By PETER CADDLE
The United Kingdom has been forced to use its emergency coal-fired backup generators for the first time as renewables failed to supply enough energy.
Britain’s crusade for net zero saw another major failure on Tuesday, with the country having to resort to using its emergency coal-fired power plants as renewables were unable to keep up with demand.
The country has been focused on moving away from burning fossil fuels and towards green energy sources in recent years, with the last twelve months in particular seeing the country struggle to keep the lights on at times due to the green agenda of its Conservative Party government.
However, with it becoming clear that Britain’s new sources of power cannot keep up with the old, the country has kept some coal-burning power plants — those few it has not short-sightedly demolished — operational and in reserve, ready to start supplying power to the energy grid should the more eco-friendly sources start to fail.
According to the BBC, such a last resort had to finally be deployed on Tuesday, with two of the plants providing Britons with energy once again after green energy facilities failed to perform.
A total of five separate coal-fired power stations were put on standby yesterday, with two needing to be used in order to keep the energy grid stable.

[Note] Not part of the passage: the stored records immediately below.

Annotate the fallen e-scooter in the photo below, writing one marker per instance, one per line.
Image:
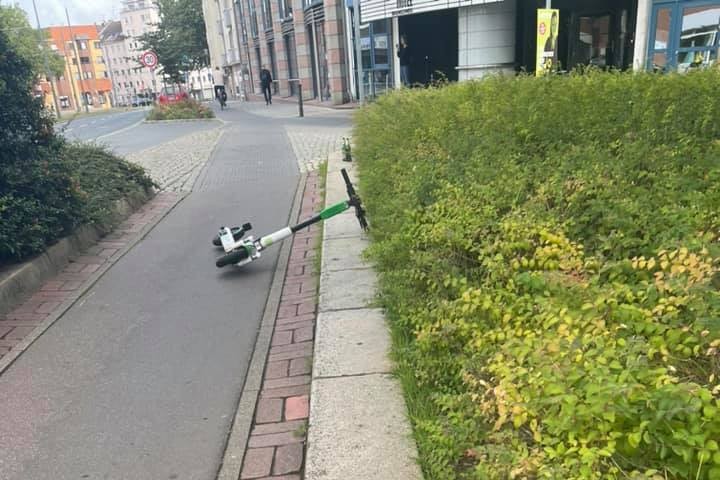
(241, 250)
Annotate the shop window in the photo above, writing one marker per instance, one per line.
(684, 36)
(376, 57)
(592, 41)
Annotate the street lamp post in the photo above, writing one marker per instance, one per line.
(49, 74)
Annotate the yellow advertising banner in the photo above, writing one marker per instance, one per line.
(547, 35)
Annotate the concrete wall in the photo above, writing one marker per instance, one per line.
(487, 36)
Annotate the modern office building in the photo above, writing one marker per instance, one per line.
(312, 41)
(301, 42)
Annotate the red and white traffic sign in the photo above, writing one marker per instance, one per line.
(149, 59)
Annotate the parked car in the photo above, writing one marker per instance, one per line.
(141, 101)
(172, 94)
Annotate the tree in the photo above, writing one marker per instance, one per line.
(179, 41)
(28, 42)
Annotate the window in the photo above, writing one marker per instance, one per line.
(241, 20)
(285, 9)
(684, 35)
(253, 19)
(267, 15)
(311, 3)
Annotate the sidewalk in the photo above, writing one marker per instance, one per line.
(342, 382)
(358, 421)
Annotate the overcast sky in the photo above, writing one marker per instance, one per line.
(52, 12)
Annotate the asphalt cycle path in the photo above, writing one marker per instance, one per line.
(140, 379)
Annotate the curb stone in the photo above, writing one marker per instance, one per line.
(26, 277)
(358, 426)
(61, 292)
(248, 405)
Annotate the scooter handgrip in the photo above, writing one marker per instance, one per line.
(232, 258)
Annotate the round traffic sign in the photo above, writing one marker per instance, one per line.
(149, 59)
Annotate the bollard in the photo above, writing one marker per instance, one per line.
(302, 114)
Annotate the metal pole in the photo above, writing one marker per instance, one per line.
(302, 114)
(77, 59)
(68, 71)
(358, 51)
(50, 75)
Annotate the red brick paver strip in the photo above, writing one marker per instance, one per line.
(282, 411)
(77, 276)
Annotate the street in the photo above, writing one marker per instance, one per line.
(141, 377)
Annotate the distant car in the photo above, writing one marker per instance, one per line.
(139, 101)
(172, 94)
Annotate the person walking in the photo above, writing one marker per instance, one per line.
(266, 83)
(403, 52)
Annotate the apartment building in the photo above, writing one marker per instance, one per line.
(134, 83)
(85, 83)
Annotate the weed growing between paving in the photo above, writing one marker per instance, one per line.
(547, 251)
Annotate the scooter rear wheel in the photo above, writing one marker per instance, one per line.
(232, 258)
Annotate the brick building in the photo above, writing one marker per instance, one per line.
(85, 81)
(301, 41)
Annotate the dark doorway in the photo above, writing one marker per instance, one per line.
(433, 41)
(592, 32)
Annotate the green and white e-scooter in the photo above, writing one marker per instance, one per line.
(241, 250)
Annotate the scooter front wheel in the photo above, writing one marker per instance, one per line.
(232, 258)
(237, 235)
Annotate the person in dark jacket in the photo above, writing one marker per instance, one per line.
(404, 55)
(266, 83)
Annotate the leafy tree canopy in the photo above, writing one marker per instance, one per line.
(179, 41)
(26, 41)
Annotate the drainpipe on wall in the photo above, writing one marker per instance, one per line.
(358, 51)
(641, 35)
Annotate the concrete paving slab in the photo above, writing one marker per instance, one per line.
(351, 342)
(359, 440)
(344, 254)
(344, 225)
(346, 289)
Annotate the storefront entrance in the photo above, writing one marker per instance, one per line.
(433, 41)
(592, 32)
(683, 35)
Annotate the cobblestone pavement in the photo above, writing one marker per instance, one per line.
(277, 441)
(312, 145)
(312, 138)
(176, 164)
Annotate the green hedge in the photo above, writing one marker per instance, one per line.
(548, 255)
(47, 186)
(71, 185)
(184, 110)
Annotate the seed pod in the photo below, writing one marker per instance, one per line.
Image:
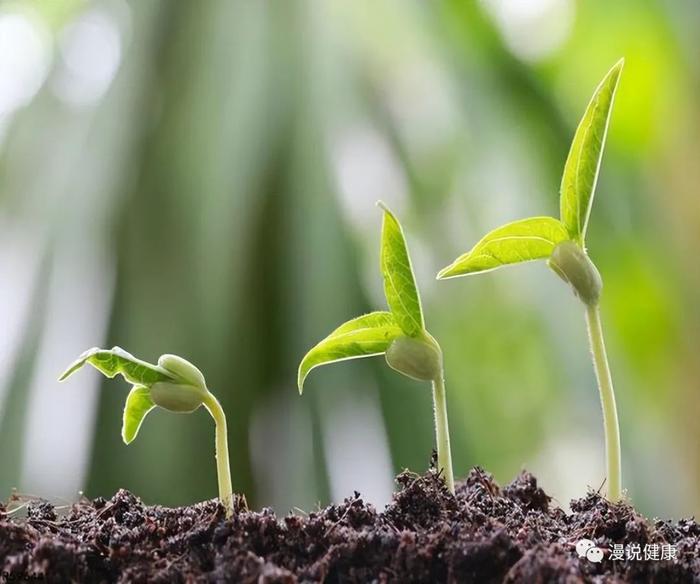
(416, 357)
(183, 370)
(177, 398)
(573, 266)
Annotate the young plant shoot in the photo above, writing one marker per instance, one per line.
(562, 243)
(175, 385)
(399, 334)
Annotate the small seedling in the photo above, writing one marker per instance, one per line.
(399, 334)
(562, 244)
(175, 385)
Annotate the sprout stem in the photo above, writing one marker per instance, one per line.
(442, 433)
(223, 470)
(607, 399)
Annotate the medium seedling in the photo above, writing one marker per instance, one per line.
(562, 243)
(399, 334)
(175, 385)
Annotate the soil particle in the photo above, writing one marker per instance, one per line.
(481, 534)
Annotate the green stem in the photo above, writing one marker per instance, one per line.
(442, 432)
(607, 399)
(223, 469)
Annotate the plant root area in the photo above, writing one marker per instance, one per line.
(482, 534)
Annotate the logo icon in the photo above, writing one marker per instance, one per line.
(585, 548)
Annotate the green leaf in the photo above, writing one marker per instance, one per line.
(138, 404)
(112, 362)
(399, 282)
(519, 241)
(364, 336)
(583, 163)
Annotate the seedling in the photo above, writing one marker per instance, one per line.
(399, 334)
(562, 244)
(175, 385)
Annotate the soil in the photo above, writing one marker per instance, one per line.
(482, 534)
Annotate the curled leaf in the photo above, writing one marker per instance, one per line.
(520, 241)
(138, 404)
(399, 282)
(364, 336)
(115, 361)
(583, 163)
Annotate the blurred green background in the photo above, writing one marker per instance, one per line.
(200, 178)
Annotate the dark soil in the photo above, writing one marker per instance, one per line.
(483, 534)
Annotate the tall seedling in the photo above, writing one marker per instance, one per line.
(562, 243)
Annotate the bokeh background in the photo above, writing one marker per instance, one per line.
(201, 177)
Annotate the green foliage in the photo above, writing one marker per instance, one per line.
(363, 336)
(539, 237)
(519, 241)
(138, 404)
(583, 163)
(398, 334)
(562, 244)
(375, 333)
(399, 282)
(116, 361)
(174, 384)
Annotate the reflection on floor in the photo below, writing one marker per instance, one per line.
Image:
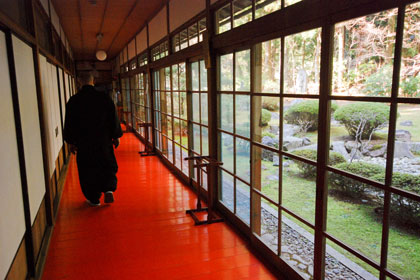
(145, 233)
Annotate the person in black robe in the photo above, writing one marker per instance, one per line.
(91, 129)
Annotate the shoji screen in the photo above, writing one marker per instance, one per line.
(183, 10)
(12, 222)
(48, 111)
(157, 27)
(141, 40)
(28, 105)
(62, 95)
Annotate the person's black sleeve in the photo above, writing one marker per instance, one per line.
(116, 131)
(69, 132)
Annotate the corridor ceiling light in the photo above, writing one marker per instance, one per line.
(101, 55)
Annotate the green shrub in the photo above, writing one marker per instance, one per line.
(308, 170)
(354, 188)
(271, 104)
(305, 114)
(353, 116)
(407, 210)
(269, 134)
(410, 87)
(265, 117)
(380, 82)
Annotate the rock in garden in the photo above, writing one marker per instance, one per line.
(406, 123)
(415, 147)
(276, 161)
(292, 143)
(267, 140)
(402, 149)
(306, 141)
(402, 135)
(290, 129)
(275, 116)
(339, 147)
(378, 152)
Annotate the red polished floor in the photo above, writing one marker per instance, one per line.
(145, 233)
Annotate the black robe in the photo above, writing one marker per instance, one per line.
(91, 124)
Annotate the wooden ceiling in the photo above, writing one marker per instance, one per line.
(118, 21)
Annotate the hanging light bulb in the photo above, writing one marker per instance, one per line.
(101, 55)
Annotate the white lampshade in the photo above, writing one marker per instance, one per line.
(101, 55)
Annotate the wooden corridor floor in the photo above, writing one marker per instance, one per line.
(145, 233)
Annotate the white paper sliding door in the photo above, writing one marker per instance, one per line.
(12, 221)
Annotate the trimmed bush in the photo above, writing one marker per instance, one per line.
(309, 171)
(271, 104)
(362, 117)
(354, 188)
(305, 114)
(407, 210)
(265, 117)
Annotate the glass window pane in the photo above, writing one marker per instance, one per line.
(223, 18)
(243, 70)
(205, 140)
(359, 132)
(226, 190)
(242, 115)
(204, 108)
(352, 215)
(267, 67)
(298, 188)
(364, 55)
(406, 165)
(266, 120)
(265, 172)
(203, 76)
(193, 34)
(177, 131)
(201, 28)
(300, 131)
(183, 38)
(196, 107)
(243, 160)
(176, 103)
(226, 72)
(242, 12)
(185, 163)
(404, 239)
(226, 112)
(302, 62)
(297, 247)
(243, 198)
(409, 73)
(175, 77)
(183, 105)
(194, 76)
(265, 222)
(196, 138)
(182, 81)
(265, 7)
(184, 134)
(339, 261)
(226, 143)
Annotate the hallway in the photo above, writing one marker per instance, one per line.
(145, 233)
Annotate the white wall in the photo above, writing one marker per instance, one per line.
(28, 106)
(158, 27)
(48, 110)
(180, 11)
(12, 221)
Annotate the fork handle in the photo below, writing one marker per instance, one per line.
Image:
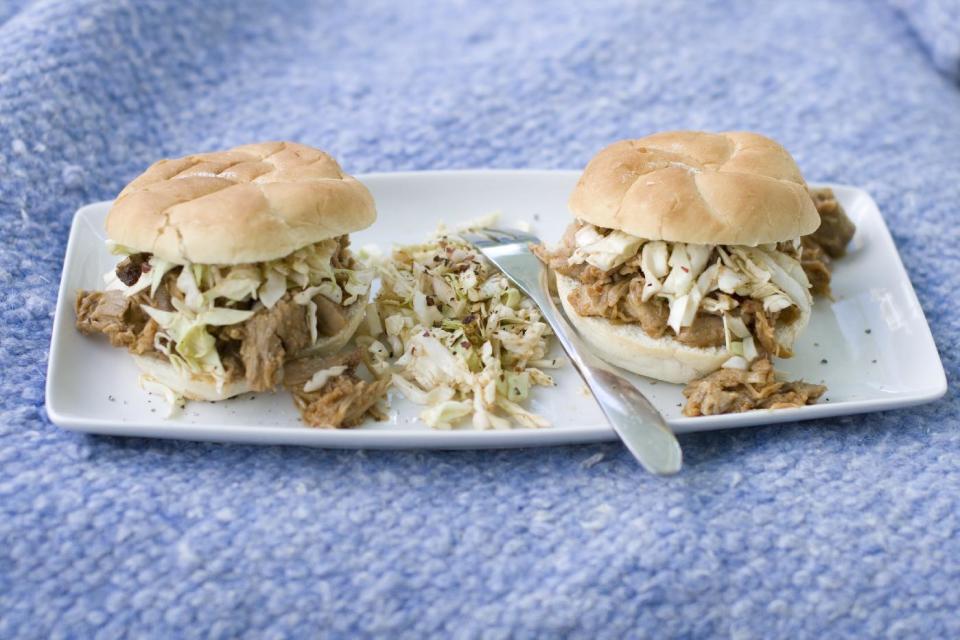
(637, 422)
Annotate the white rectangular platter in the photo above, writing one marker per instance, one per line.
(872, 346)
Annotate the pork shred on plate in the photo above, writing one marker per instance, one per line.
(737, 390)
(328, 392)
(280, 308)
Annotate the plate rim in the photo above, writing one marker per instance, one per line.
(467, 438)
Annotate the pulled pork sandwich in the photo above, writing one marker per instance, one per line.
(234, 263)
(685, 255)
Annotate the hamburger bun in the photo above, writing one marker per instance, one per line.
(252, 203)
(629, 347)
(702, 188)
(194, 387)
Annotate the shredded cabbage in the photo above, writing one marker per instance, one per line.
(210, 293)
(467, 342)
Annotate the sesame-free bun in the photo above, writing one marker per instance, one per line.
(249, 204)
(629, 347)
(197, 387)
(702, 188)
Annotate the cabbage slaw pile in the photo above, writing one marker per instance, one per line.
(678, 273)
(211, 295)
(467, 342)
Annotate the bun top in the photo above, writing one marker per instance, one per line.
(249, 204)
(696, 187)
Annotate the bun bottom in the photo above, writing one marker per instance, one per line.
(629, 347)
(194, 387)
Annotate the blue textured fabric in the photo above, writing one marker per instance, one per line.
(937, 25)
(845, 527)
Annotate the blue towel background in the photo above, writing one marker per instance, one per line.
(845, 527)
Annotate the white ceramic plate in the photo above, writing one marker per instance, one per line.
(872, 346)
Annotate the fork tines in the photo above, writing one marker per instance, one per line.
(489, 237)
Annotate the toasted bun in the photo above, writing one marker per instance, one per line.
(701, 188)
(252, 203)
(629, 347)
(204, 388)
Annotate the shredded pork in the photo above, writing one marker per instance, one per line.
(828, 242)
(616, 295)
(256, 348)
(736, 390)
(343, 400)
(118, 318)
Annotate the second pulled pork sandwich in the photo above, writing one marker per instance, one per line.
(684, 255)
(234, 262)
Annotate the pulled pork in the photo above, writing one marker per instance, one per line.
(616, 295)
(266, 339)
(255, 349)
(117, 317)
(735, 391)
(829, 241)
(343, 400)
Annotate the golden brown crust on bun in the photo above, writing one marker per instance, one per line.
(702, 188)
(249, 204)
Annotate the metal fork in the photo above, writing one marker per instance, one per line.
(633, 417)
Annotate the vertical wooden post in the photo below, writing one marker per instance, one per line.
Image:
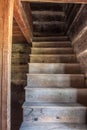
(6, 18)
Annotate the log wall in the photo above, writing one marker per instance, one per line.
(78, 36)
(19, 69)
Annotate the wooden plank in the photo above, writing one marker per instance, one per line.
(22, 21)
(58, 1)
(6, 17)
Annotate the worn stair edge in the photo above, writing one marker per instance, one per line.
(55, 80)
(52, 51)
(53, 58)
(51, 44)
(54, 68)
(52, 38)
(53, 126)
(49, 112)
(56, 95)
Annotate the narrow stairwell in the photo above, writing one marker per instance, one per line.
(55, 92)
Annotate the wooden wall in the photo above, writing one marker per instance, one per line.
(19, 69)
(78, 36)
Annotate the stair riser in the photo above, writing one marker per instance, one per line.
(53, 126)
(56, 95)
(56, 114)
(40, 68)
(53, 59)
(51, 51)
(51, 44)
(52, 81)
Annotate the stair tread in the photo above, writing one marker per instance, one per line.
(69, 64)
(65, 55)
(82, 75)
(54, 68)
(52, 104)
(53, 126)
(67, 50)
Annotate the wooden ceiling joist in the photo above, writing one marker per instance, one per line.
(58, 1)
(22, 21)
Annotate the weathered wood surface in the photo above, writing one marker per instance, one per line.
(58, 1)
(18, 36)
(51, 44)
(56, 95)
(54, 68)
(53, 126)
(55, 80)
(6, 17)
(53, 58)
(54, 112)
(78, 35)
(21, 19)
(54, 51)
(20, 59)
(51, 38)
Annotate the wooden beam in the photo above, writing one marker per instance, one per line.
(58, 1)
(21, 19)
(6, 18)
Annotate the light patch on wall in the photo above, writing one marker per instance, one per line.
(80, 35)
(82, 53)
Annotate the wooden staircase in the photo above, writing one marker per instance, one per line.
(56, 95)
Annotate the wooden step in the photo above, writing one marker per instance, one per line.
(55, 80)
(54, 112)
(54, 68)
(53, 126)
(56, 95)
(53, 59)
(52, 38)
(52, 51)
(51, 44)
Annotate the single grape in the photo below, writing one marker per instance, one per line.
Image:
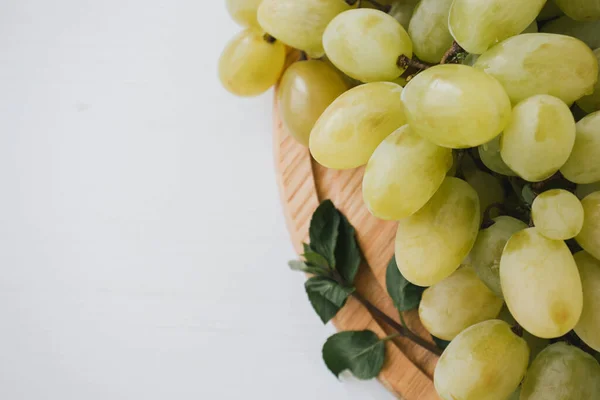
(484, 362)
(432, 243)
(306, 89)
(300, 24)
(365, 44)
(251, 64)
(539, 138)
(562, 372)
(557, 214)
(349, 130)
(456, 106)
(541, 284)
(403, 174)
(582, 165)
(477, 25)
(487, 251)
(542, 63)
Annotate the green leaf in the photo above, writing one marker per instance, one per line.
(361, 352)
(326, 296)
(323, 231)
(405, 295)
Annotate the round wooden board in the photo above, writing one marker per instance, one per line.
(303, 184)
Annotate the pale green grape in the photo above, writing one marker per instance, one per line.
(306, 89)
(540, 283)
(484, 362)
(432, 243)
(456, 303)
(542, 63)
(582, 165)
(486, 253)
(250, 64)
(456, 106)
(349, 130)
(589, 237)
(365, 44)
(588, 327)
(562, 372)
(581, 10)
(299, 24)
(428, 30)
(403, 173)
(557, 214)
(478, 24)
(539, 138)
(243, 11)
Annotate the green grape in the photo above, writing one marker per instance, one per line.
(542, 63)
(456, 106)
(540, 283)
(588, 327)
(349, 130)
(539, 138)
(557, 214)
(306, 89)
(432, 243)
(490, 156)
(591, 102)
(250, 64)
(589, 237)
(580, 10)
(243, 11)
(486, 253)
(456, 303)
(582, 165)
(365, 44)
(562, 372)
(403, 174)
(477, 25)
(484, 362)
(300, 24)
(428, 30)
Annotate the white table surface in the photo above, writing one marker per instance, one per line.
(142, 245)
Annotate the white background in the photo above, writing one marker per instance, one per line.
(142, 245)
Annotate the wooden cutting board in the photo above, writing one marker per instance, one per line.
(303, 184)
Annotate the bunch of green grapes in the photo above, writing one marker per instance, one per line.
(477, 123)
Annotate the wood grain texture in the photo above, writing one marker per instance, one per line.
(303, 184)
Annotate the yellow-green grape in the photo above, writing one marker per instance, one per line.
(583, 165)
(306, 89)
(243, 11)
(580, 10)
(588, 327)
(456, 106)
(591, 102)
(251, 64)
(349, 130)
(484, 362)
(403, 173)
(365, 44)
(542, 63)
(557, 214)
(456, 303)
(539, 138)
(486, 253)
(562, 372)
(541, 284)
(300, 24)
(490, 156)
(432, 243)
(477, 25)
(428, 30)
(589, 237)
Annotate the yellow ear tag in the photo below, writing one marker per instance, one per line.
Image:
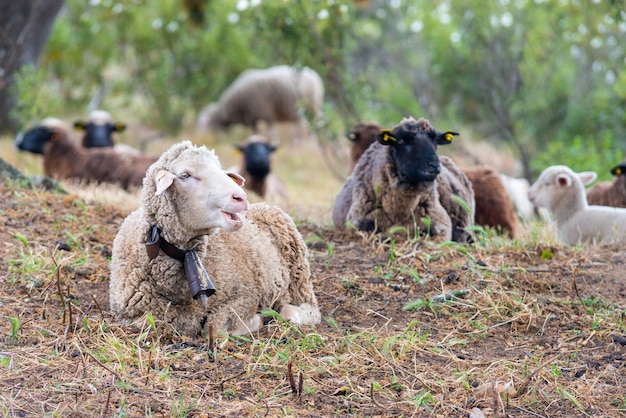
(387, 137)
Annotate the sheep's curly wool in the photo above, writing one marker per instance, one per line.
(262, 265)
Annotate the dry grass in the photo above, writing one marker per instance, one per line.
(411, 327)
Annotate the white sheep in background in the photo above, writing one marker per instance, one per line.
(255, 261)
(609, 193)
(400, 180)
(65, 158)
(270, 95)
(561, 191)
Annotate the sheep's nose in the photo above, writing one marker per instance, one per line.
(240, 198)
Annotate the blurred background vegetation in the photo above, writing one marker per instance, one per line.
(544, 79)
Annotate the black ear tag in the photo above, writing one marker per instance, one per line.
(153, 243)
(200, 284)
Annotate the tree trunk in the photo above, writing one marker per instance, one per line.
(25, 26)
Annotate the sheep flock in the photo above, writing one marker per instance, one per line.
(199, 256)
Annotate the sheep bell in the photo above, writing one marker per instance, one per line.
(200, 284)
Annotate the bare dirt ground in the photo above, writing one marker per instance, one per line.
(411, 328)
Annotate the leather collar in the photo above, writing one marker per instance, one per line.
(155, 242)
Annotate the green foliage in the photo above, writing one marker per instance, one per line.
(534, 76)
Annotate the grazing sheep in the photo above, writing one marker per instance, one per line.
(268, 95)
(400, 180)
(362, 135)
(255, 167)
(99, 128)
(610, 193)
(494, 207)
(561, 191)
(191, 210)
(64, 158)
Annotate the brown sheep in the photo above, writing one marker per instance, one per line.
(493, 204)
(610, 193)
(65, 158)
(362, 135)
(494, 207)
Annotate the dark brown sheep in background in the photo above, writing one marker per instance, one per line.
(65, 158)
(98, 129)
(608, 193)
(494, 207)
(400, 180)
(362, 135)
(255, 167)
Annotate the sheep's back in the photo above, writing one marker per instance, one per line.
(452, 181)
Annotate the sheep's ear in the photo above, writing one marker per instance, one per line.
(587, 177)
(384, 137)
(444, 138)
(563, 180)
(164, 179)
(619, 170)
(236, 178)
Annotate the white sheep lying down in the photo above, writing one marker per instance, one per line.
(562, 192)
(255, 261)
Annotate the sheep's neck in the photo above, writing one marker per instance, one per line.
(200, 284)
(568, 204)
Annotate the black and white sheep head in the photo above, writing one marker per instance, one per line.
(36, 139)
(413, 149)
(99, 128)
(256, 156)
(187, 194)
(557, 184)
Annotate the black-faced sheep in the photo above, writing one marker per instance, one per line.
(610, 193)
(193, 208)
(255, 167)
(400, 180)
(65, 158)
(561, 191)
(493, 206)
(98, 129)
(270, 95)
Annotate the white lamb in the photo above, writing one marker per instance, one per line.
(561, 191)
(191, 208)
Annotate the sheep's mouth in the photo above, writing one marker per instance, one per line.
(233, 219)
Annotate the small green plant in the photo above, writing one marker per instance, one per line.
(15, 327)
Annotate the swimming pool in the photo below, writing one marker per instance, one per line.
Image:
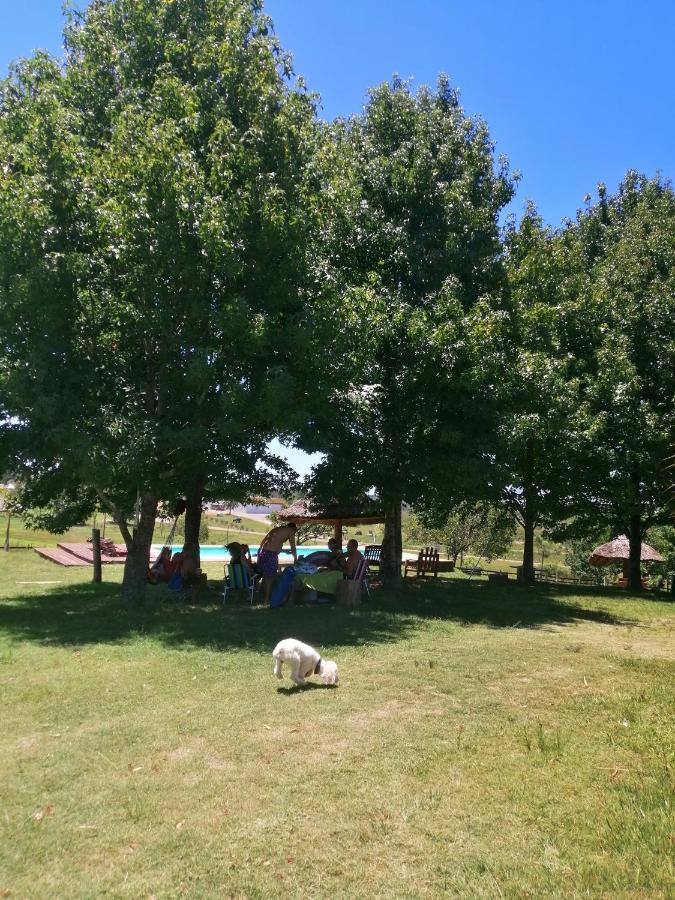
(218, 553)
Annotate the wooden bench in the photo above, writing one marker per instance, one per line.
(426, 562)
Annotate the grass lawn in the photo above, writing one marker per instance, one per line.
(485, 741)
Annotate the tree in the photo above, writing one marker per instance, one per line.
(307, 531)
(155, 202)
(484, 530)
(628, 241)
(10, 504)
(406, 261)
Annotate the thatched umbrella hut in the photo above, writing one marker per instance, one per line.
(335, 514)
(618, 550)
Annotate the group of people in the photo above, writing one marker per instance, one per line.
(341, 565)
(181, 570)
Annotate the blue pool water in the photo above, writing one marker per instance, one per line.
(214, 553)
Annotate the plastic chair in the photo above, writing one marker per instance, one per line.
(361, 575)
(238, 578)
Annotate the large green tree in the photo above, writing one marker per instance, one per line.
(155, 202)
(409, 256)
(628, 241)
(539, 433)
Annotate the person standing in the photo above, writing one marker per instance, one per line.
(268, 555)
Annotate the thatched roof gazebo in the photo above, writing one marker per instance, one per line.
(618, 550)
(336, 514)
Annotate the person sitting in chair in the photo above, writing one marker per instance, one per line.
(162, 569)
(354, 557)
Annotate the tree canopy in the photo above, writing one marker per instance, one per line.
(155, 202)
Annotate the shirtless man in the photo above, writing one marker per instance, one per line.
(268, 554)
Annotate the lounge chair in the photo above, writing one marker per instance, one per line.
(238, 578)
(426, 562)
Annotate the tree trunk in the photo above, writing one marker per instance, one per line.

The use of the power plants represents a new low for the Conservative Party’s green energy agenda, a project that has cost everyday Britons a substantial amount of money and the country much of its energy security over the last 12 months.
Despite receiving near unanimous support from the senior Tories sitting in government, renewables in Britain have proven unable to take over from fossil fuel-burning methods of energy generation.
This has resulted in the United Kingdom having to develop fossil-fuel-based failsafes for the British energy grid, keeping coal power plants on standby in order to ensure a minimum supply of power throughout the country.
Even this has, at times, not been enough, with Britain also now having a system of voluntary power rationing in place, where poorer energy customers are paid not to use electricity at certain peak-usage times during the day.
Dreamt up in 2022, the rationing system saw its first real deployment in January this year, with some energy customers paid to minimise electricity use between 5 p.m. and 6 p.m. in order to help avert a possible collapse of the energy grid.